Write/read shared memory on compute capability 2.1

Hi all,

I am processing some data on a matrix of width “width” using a 1D array (data), whose access pattern is k = width * blockIdx.y + blockIdx.x * NUM_THREADS + threadIdx.x. I allocate floats X(i) and assign the data of the array as X(i) = data(k). Y(i) are also arrays, whose size corresponds to the number of threads.

shared float X1;
shared float X2;
shared float X3;
shared float X4;
shared float X5;
shared float X6;
shared float X7;
shared float X8;
shared float X9;

shared float Y1[NUM_THREADS];
shared float Y2[NUM_THREADS];
shared float Y3[NUM_THREADS];
shared float Y4[NUM_THREADS];
shared float Y5[NUM_THREADS];
shared float Y6[NUM_THREADS];
shared float Y7[NUM_THREADS];
shared float Y8[NUM_THREADS];
shared float Y9[NUM_THREADS];

after processing I want to pass a float X(i) to Y(i) at position threadIdx.x: Something like:

Y1[threadIdx.x + 1] = X1;

Yi[threadIdx.x - 2] = Xi;

(note that +1 or -2 are simply shifts). I am facing banck conflict, because my hardware is compute capability 2.1 (L1/L2 cache I guess). Could please someone point me to the right way to access Yi avoiding bank conflict? Thanks!

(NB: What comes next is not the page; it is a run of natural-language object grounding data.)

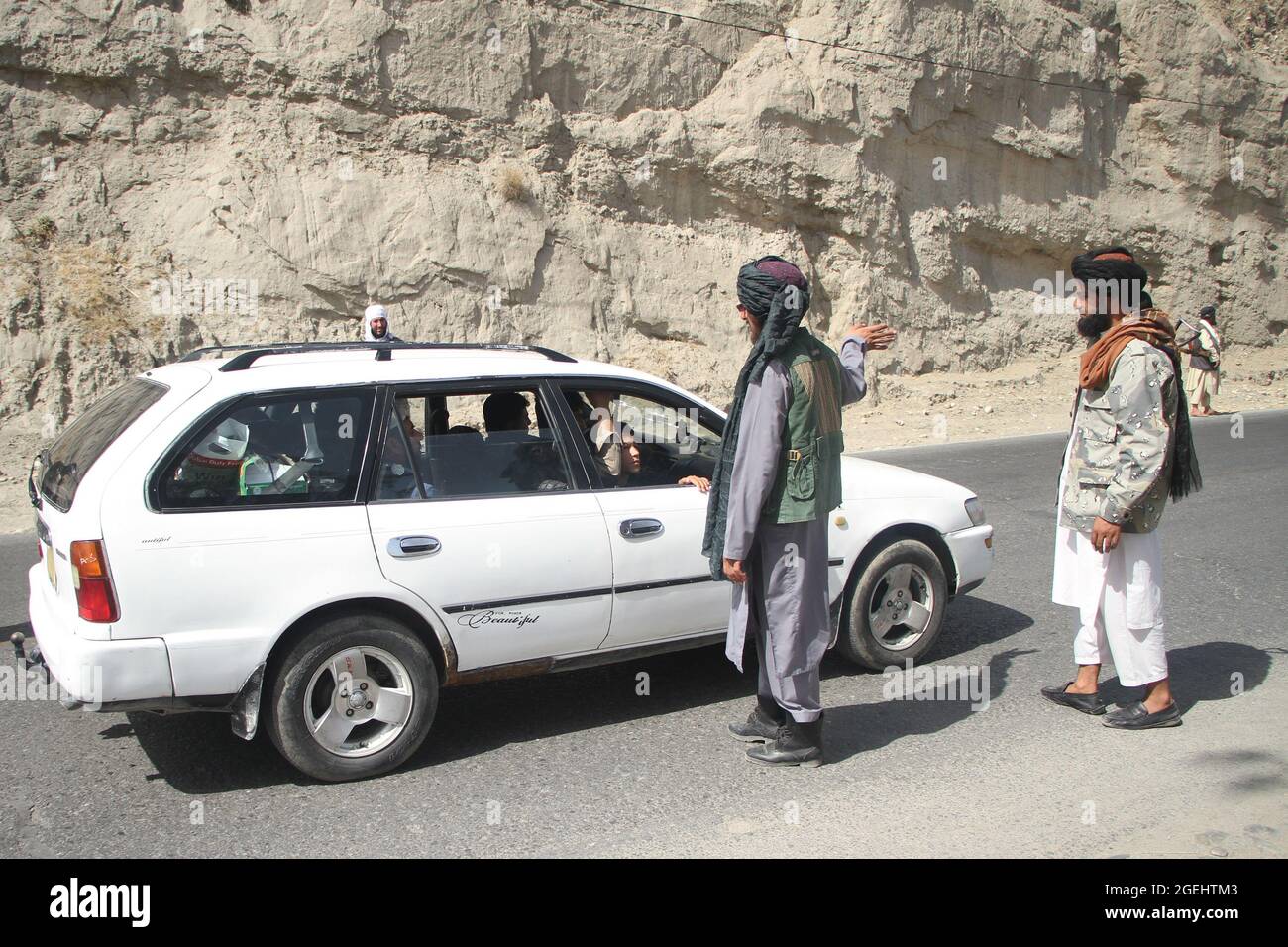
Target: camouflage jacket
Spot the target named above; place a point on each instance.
(1121, 458)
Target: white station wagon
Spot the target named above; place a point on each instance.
(318, 538)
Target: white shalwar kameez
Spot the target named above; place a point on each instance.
(1119, 595)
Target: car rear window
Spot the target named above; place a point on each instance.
(76, 450)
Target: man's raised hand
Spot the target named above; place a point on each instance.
(877, 337)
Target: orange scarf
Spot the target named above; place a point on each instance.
(1153, 326)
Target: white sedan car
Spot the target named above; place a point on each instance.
(318, 538)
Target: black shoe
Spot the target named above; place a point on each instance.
(1086, 702)
(1133, 716)
(763, 723)
(798, 745)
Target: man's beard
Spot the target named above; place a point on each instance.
(1094, 325)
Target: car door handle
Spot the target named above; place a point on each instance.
(402, 547)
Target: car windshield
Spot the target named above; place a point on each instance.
(65, 463)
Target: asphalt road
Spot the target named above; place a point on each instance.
(579, 763)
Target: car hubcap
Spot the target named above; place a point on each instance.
(902, 605)
(359, 701)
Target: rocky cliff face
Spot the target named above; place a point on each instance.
(179, 172)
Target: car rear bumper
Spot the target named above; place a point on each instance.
(97, 673)
(973, 556)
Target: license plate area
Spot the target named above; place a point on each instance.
(47, 545)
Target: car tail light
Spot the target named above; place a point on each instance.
(94, 596)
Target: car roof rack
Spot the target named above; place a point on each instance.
(249, 355)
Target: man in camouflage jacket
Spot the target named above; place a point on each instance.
(1115, 484)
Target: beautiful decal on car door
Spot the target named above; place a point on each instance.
(475, 510)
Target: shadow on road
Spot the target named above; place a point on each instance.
(863, 727)
(1209, 672)
(198, 754)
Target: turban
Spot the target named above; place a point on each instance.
(1112, 274)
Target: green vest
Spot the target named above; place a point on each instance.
(807, 484)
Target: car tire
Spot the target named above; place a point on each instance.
(310, 706)
(875, 634)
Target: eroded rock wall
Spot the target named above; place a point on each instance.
(590, 176)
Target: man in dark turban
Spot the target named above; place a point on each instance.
(777, 478)
(1128, 450)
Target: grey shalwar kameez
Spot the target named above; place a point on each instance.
(784, 603)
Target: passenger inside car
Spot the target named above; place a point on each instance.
(647, 466)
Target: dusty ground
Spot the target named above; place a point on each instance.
(1025, 397)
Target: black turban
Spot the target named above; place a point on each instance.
(1111, 273)
(777, 294)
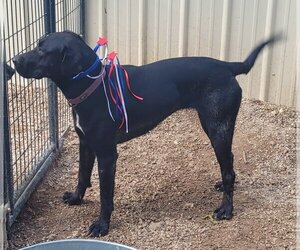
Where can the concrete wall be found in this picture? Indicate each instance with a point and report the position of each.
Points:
(143, 31)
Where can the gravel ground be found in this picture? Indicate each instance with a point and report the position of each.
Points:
(165, 188)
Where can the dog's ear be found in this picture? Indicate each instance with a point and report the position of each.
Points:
(70, 62)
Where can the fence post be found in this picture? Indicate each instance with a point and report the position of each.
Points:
(82, 17)
(49, 6)
(2, 177)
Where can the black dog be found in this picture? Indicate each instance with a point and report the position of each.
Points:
(9, 72)
(205, 84)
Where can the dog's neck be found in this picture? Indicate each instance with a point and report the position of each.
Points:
(72, 88)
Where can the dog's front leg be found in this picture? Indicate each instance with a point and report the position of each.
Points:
(107, 169)
(86, 163)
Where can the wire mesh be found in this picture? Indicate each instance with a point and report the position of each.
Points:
(28, 99)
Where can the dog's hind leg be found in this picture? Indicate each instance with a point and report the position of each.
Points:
(217, 112)
(86, 163)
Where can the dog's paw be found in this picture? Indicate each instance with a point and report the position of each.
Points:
(71, 198)
(98, 228)
(223, 213)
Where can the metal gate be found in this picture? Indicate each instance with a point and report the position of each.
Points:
(36, 116)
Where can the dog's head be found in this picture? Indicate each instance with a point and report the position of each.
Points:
(58, 56)
(9, 71)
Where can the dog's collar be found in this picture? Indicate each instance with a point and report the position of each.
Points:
(79, 99)
(88, 71)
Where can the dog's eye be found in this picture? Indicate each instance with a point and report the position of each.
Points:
(40, 52)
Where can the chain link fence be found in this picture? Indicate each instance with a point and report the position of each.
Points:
(36, 116)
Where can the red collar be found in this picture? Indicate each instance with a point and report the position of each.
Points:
(79, 99)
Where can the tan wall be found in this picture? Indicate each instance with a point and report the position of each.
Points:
(143, 31)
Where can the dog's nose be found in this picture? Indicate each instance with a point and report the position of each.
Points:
(16, 60)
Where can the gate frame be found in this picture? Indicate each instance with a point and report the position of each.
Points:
(10, 209)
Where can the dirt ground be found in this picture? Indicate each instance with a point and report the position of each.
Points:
(165, 188)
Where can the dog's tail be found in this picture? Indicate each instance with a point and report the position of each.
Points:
(238, 68)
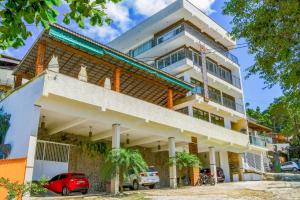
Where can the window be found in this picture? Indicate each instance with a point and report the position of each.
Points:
(200, 114)
(63, 176)
(171, 59)
(199, 89)
(219, 71)
(168, 35)
(141, 48)
(184, 110)
(215, 119)
(229, 101)
(55, 178)
(214, 95)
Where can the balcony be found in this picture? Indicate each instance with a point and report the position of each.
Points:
(260, 140)
(173, 33)
(195, 58)
(220, 99)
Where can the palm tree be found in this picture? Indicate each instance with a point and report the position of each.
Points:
(184, 160)
(123, 161)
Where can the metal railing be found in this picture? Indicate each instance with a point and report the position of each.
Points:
(217, 98)
(171, 34)
(260, 140)
(52, 151)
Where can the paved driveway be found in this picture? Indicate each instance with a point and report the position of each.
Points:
(254, 190)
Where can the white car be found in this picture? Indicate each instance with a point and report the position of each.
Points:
(150, 178)
(290, 166)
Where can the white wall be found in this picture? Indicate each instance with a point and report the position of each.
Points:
(24, 117)
(48, 169)
(6, 77)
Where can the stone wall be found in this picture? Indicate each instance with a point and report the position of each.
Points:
(91, 166)
(160, 160)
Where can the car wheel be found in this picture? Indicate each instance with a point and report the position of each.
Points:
(295, 169)
(84, 191)
(135, 185)
(65, 191)
(152, 186)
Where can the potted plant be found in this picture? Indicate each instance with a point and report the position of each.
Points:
(122, 161)
(184, 160)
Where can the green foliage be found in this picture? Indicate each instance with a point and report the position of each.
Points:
(4, 124)
(124, 161)
(15, 189)
(283, 115)
(93, 148)
(271, 29)
(184, 160)
(26, 13)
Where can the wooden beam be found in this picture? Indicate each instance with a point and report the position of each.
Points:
(143, 141)
(66, 126)
(18, 80)
(170, 99)
(117, 80)
(40, 58)
(102, 135)
(98, 60)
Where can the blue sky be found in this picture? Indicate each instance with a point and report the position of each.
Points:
(131, 12)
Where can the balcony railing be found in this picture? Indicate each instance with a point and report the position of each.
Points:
(217, 98)
(260, 141)
(174, 32)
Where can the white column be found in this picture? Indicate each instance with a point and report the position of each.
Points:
(262, 162)
(116, 130)
(242, 164)
(227, 122)
(32, 141)
(172, 168)
(212, 161)
(224, 164)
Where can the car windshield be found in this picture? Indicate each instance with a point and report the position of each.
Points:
(78, 176)
(151, 169)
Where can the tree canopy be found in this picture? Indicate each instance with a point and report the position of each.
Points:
(16, 17)
(272, 31)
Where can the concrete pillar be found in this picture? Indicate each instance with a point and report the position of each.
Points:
(241, 165)
(170, 99)
(40, 58)
(224, 164)
(18, 80)
(262, 162)
(212, 161)
(117, 80)
(227, 122)
(116, 132)
(172, 168)
(32, 142)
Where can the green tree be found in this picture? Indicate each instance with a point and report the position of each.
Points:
(23, 13)
(184, 161)
(15, 189)
(123, 161)
(272, 31)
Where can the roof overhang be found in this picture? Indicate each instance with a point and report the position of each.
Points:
(74, 49)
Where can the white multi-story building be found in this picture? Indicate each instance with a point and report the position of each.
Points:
(81, 90)
(185, 42)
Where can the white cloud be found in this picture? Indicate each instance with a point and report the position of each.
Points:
(149, 7)
(204, 5)
(104, 33)
(123, 19)
(119, 13)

If you want to avoid bank conflicts one solution is that each thread reads/writes in consecutive bank position respect the previous thread. I mean, in your case, if NUM_THREADS is multiple of 32, you won’t have problems with:

Yi[threadIdx.x] = Xi

More over, reading Xi isn’t cause problems because all the threads in the WARP are reading the same value of X at the same time, so broadcasting isn’t cause any bank conclict.
Think that you have 32 banks, to avoid conflicts, each thread of a WARP needs to access to one bank.
You have examples in the Cuda programming Guide. Appendix F.5.3 Shared Memory.

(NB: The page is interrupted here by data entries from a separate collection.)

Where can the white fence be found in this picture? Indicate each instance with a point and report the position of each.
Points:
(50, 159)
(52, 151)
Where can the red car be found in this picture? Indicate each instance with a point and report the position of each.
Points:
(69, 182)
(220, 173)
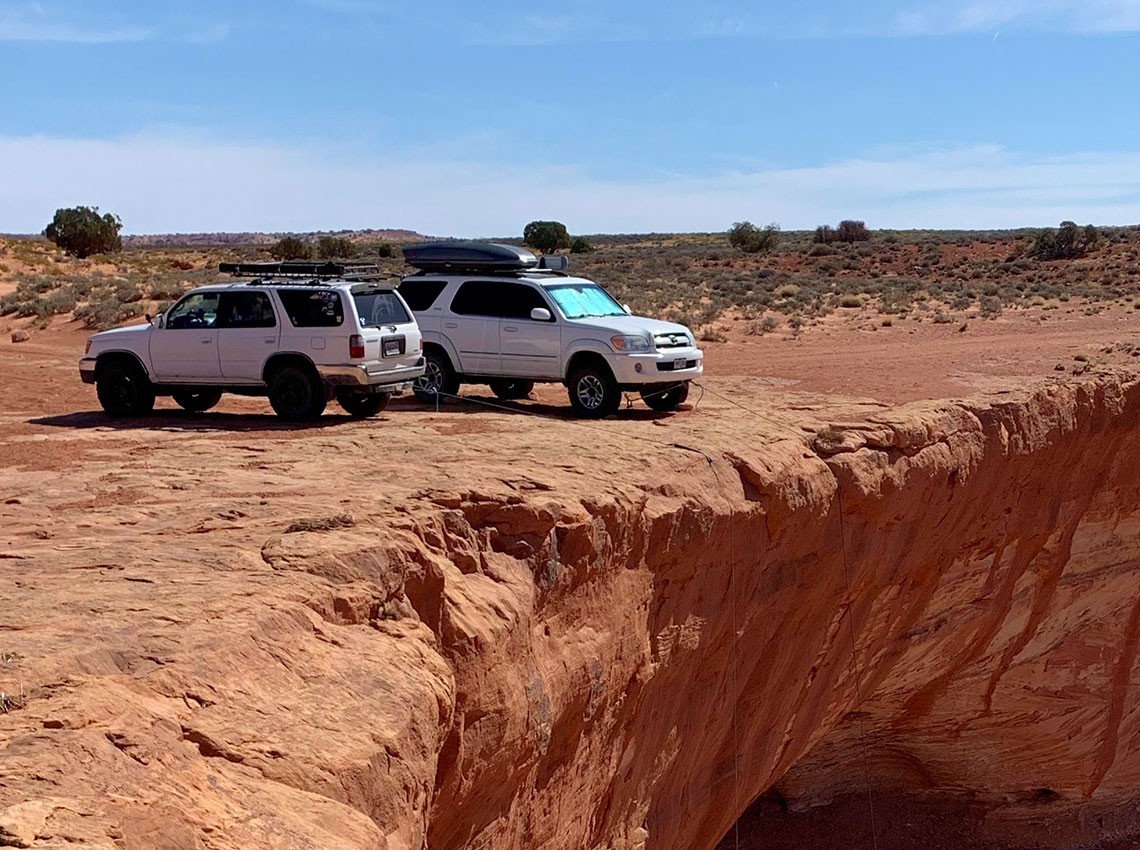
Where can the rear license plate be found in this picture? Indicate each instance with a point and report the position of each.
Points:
(393, 345)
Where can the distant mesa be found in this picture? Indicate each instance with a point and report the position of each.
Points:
(162, 240)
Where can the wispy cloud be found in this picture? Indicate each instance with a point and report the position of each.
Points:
(33, 22)
(1085, 16)
(168, 184)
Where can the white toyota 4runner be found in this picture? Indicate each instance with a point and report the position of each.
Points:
(495, 315)
(299, 333)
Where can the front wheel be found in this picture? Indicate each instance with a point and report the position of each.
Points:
(124, 391)
(666, 398)
(439, 379)
(512, 390)
(196, 401)
(593, 392)
(296, 393)
(361, 405)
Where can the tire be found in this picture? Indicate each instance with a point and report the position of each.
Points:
(439, 379)
(124, 390)
(196, 401)
(512, 390)
(361, 405)
(593, 392)
(666, 398)
(296, 393)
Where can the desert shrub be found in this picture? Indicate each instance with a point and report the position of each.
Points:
(762, 326)
(1066, 243)
(291, 248)
(335, 247)
(81, 231)
(546, 236)
(824, 235)
(851, 231)
(746, 236)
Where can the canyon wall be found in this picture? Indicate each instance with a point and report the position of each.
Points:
(938, 598)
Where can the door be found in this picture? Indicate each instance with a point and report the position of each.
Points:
(186, 348)
(529, 348)
(473, 326)
(247, 333)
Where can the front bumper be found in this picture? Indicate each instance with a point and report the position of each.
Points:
(372, 376)
(661, 367)
(87, 369)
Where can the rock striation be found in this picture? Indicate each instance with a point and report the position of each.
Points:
(621, 647)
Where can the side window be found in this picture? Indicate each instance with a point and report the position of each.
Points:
(421, 294)
(312, 308)
(197, 310)
(245, 310)
(499, 299)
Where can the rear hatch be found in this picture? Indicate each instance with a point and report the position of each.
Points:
(391, 336)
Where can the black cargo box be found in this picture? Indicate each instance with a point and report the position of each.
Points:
(469, 256)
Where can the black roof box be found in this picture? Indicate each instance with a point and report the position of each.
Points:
(469, 256)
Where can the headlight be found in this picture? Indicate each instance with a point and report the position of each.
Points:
(629, 344)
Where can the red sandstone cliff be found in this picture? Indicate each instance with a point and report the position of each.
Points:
(619, 646)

Thanks! I have a further issue about memory alignment. With regards to the previous question, let me start from the scratch to better explain myself: I have a square matrix “mat_2D” of size_x = size_y (say for example = 64). I flatten the matrix to 1D array and copy as mat_1D to global memory as:

for (y=0;y<size_y;y++){
for (x=0;x<size_x;x++){
k = nx*y + x;
mat_1D[k] = mat_2D[y];
}}

CUDA_SAFE_CALL(cudaMemcpy(mat_1D_dev, mat_1D, size_xsize_ysizeof(float), cudaMemcpyHostToDevice));

So I have the 2D matrix stored as 1D array (row-wise) in global memory. I now want to pass it to shared memory for processing. I want to process the matrix by rows, so the thread block is (size_x, 1), that is (64,1) for 64 blocks. I allocate shared variables as:

shared float Y1[64];

shared float X1;

X1 = mat_1D[idx];

// do stuff, update X1 and copy to Y1 (with some shifts, say for example + 1)

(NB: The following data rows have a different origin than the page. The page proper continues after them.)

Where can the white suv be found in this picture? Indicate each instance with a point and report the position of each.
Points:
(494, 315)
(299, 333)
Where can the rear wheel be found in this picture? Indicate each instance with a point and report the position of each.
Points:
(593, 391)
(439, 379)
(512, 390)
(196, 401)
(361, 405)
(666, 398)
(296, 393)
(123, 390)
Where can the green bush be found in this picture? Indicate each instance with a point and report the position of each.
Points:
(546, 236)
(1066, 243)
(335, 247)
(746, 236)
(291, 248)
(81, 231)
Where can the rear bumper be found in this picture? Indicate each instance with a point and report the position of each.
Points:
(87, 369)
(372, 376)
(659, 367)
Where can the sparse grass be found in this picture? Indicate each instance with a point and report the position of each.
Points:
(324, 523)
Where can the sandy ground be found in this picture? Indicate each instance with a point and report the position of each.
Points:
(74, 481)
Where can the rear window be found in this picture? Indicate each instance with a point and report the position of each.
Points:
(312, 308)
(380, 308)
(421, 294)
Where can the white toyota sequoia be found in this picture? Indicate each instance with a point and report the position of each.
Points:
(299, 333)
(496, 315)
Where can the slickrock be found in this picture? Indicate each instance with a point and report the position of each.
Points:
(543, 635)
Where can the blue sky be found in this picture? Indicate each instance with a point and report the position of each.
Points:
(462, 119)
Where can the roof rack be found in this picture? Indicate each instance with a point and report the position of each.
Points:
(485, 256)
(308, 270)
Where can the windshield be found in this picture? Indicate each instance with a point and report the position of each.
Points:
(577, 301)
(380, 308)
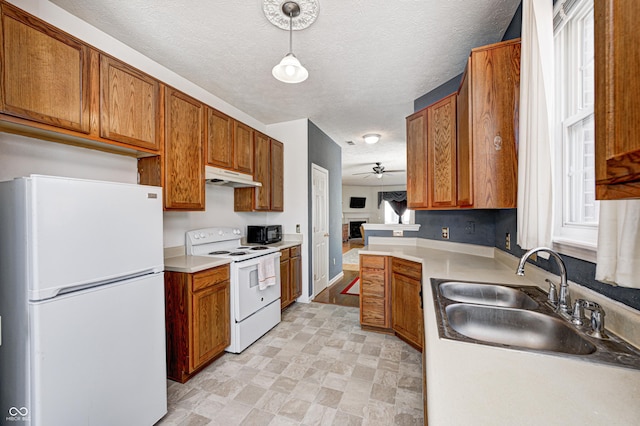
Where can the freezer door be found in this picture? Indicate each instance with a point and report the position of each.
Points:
(99, 356)
(82, 232)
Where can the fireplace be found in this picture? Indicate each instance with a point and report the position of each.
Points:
(354, 228)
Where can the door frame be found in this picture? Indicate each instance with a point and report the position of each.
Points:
(318, 169)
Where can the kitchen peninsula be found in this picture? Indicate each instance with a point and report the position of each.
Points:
(470, 383)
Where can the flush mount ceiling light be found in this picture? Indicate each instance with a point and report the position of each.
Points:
(371, 138)
(291, 15)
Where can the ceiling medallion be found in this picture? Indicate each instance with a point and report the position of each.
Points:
(309, 10)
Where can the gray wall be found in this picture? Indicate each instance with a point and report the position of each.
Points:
(324, 152)
(491, 226)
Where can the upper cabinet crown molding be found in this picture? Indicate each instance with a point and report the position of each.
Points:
(617, 99)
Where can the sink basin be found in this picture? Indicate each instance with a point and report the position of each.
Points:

Y1 [threadIdx.x + 1] = X1;

__syncthreads();

// now write back to global memory

data_out [idx] = Y1 [threadIdx.x];

// -------------

My problem is to define a global index idx, which I know should be in the form:

idx = blockIdx.y * size_x + threadIdx.x;

but I want to avoid bank conflict (addressed above) and that corresponding elements of rows (i.e. mat_2D[i][j-1] and mat_2D[i][j] and mat_2D[i][j+1]) are kept aligned, say at 16*sizeof(float). So in summary it should be like “BaseAddress + sizeof(float)*threadIdx.x”. I tried providing an offset like:

offset = 16;
int idx = blockIdx.y * size_x + offset + sizeof(float)*threadIdx.x;

But I am not able to achieve the alignment I want. I am looking at the shared memory arrangement reported below (for CP1.1, for CP2.1 should be the same but with 32 banks). Correct? Could you help me to define idx correctly?

     bank0 .... bank15

row 0 [ 0 … 15 ]
1 [ 16 … 31 ]
2 [ 32 … 47 ]
3 [ 4 … 63 ]
4 [ 64 … 79 ]
5 [ 80 … 95 ]
6 [ 96 … 111 ]
7 [ 112 … 127 ]
8 [ 128 … 143 ]
9 [ 144 … 159 ]
10 [ 160 … 175 ]
11 [ 176 … 191 ]
12 [ 192 … 207 ]
13 [ 208 … 223 ]
14 [ 224 … 239 ]
15 [ 240 … 255 ]
col 0 … col 15

Thanks in advance for any help!

The subsection titled “Strided Order to Thread Order” gives a very good overview of how to read and write in a coalesced manner to global while working with the data in shared memory without bank conflicts.
http://www.moderngpu.com/intro/workflow.html

While that site can explain it much better than I, the long story short is that you need to use different indexing schemes, such that you read from global memory using one indexing scheme, then write to shared using a different one, so that each thread in a row is writing to a different bank (hence the shared memory stride being declared to be relativly prime to the warp size (i.e. having 33 elements))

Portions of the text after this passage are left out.